Dumb Luck
Lesley Choyce
(Red Deer)Brandon is your typical feckless student, a tree-climbing, girl-friendless eighteen-year-old with a used-car salesman for a father and a weepy if kindly Mum. Then he draws a lucky number in the lottery and comes up with three million beans: sudden fame, emails from all over the world, hard-luck stories ("my favorite dog has cancer and we can't afford to operate") and offers of love that turn his head: ("I'm twenty-three years old and here is a shot of me in my bikini.")Our author, Lesley Choyce, has chosen to plow a very tired field: one done --- and done well --- by Richardson and Fielding and de Maupassant and Dickens and O. Henry and done badly by countless Hollywood flicks (brief glory followed by tears, regret, betrayal).
You can guess how the story is played out. Brando and noisy parties in the spanking new condo, complete with hottub, a new BMW, credit cards without limit out the gazoo, and hungry young ladies crawling all over him.
Dumb Luck has an old wheezy message for us. Mr. Carver, the counselor at Brandon's high school, was a dot.com millionaire who made it big ... and then lost it all. He may be poor but behind that rough exterior he's all heart.
He also likes to spit in the clam chowder: he offers Brandon a list of people who won millions and then went mad, became junkies, ended up in bankruptcy, committed suicide ... or worse, went back to their $6.50/hour jobs at Pizza Hut.
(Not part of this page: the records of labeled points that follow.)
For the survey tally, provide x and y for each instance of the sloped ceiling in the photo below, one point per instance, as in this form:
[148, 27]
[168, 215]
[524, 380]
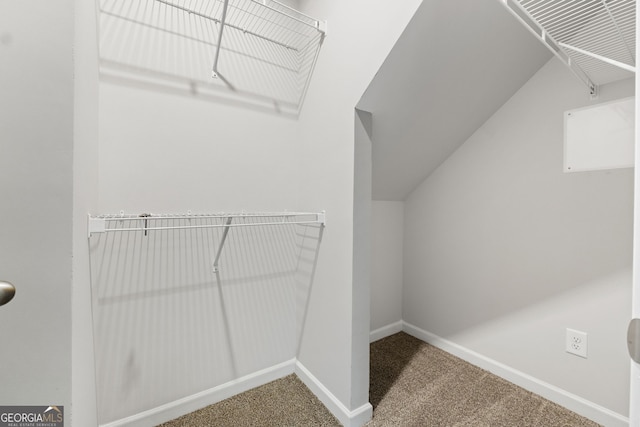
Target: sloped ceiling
[454, 65]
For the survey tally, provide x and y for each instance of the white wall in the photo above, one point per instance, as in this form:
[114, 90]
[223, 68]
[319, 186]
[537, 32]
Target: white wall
[503, 251]
[165, 153]
[352, 53]
[36, 143]
[85, 197]
[169, 151]
[387, 231]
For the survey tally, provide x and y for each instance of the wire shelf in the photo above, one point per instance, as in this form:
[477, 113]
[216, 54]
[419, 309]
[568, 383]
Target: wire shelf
[595, 38]
[262, 50]
[146, 222]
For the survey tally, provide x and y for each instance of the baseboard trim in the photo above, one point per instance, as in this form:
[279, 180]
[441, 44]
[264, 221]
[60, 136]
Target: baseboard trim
[183, 406]
[386, 331]
[347, 418]
[577, 404]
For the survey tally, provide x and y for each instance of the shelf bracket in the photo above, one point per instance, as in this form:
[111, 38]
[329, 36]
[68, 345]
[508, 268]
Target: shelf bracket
[609, 61]
[221, 246]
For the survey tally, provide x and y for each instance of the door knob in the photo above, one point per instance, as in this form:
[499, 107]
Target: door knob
[7, 292]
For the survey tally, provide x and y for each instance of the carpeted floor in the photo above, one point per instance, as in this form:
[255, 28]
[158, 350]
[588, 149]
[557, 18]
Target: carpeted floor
[412, 384]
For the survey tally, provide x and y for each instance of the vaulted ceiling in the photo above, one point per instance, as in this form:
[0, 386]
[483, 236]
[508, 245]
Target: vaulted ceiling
[454, 65]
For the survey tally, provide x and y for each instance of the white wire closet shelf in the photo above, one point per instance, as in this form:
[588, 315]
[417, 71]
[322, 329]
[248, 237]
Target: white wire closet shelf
[146, 222]
[594, 38]
[257, 49]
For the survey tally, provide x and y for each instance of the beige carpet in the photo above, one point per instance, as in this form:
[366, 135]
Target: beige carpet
[416, 384]
[412, 384]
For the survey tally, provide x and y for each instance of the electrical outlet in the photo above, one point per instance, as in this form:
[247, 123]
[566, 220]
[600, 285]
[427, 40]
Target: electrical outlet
[576, 343]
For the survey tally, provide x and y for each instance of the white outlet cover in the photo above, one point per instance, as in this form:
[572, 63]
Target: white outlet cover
[576, 342]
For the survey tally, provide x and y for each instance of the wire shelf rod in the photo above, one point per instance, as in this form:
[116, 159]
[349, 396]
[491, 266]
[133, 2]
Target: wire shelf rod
[226, 24]
[222, 215]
The schtick here is that a kid can't just sit back with his $3,000,000 and get stoned and paddle about in his hot tub with Miss Lovely and be happy. No. Lovely will teach him about charging his high-class new clothes on his credit card and how to buy wines with names he can't pronounce and how to wallow in long deep kisses he kept missing when he was poor and simple.
For this reader, Lovely is such a live-wire that I found myself thinking that if I ever came up with 3,000,000 simollions I would call her up post haste to teach me how to drown in wine-drenched kisses while sitting in the front seat of my new convertible after a choice meal.
For Brandon, it's not what he wants, the idiot. He longs for his old tree-climbing buddy Kayla with the thick glasses and the dumpy clothes, and her stolid life-plan: she wants to go to the South Pole to study penguins. And of course Kayla is the only one who doesn't play him for a fool, doesn't demand a ticket to Penguin Village or even for a new pair of jeans.
"I just don't know who I am anymore," says sad-sack Brandon:
I don't know what I want, and I don't know who my real friends are, and I don't know where I am going.
And then, oh woe,
I started to cry. Yeah, I cried. Kayla held me again...
A cynic might say that author Choyce had been hired on by the Christian Enterprise Institute to show us that we have got to stop knocking the very rich. Their lives, we learn here, can be an absolute hole-in-the-wall mess. Getting drunk, taking off in the BMW, and then nabbed by the cops ... getting cuffed and forced to take the Breathalyzer test and having to piss in front of a policeman and then be thrown in the cooler, bums next door, no hangover medicine, no sheets on the bed, even. It's enough to make you tear up your brand new lottery ticket.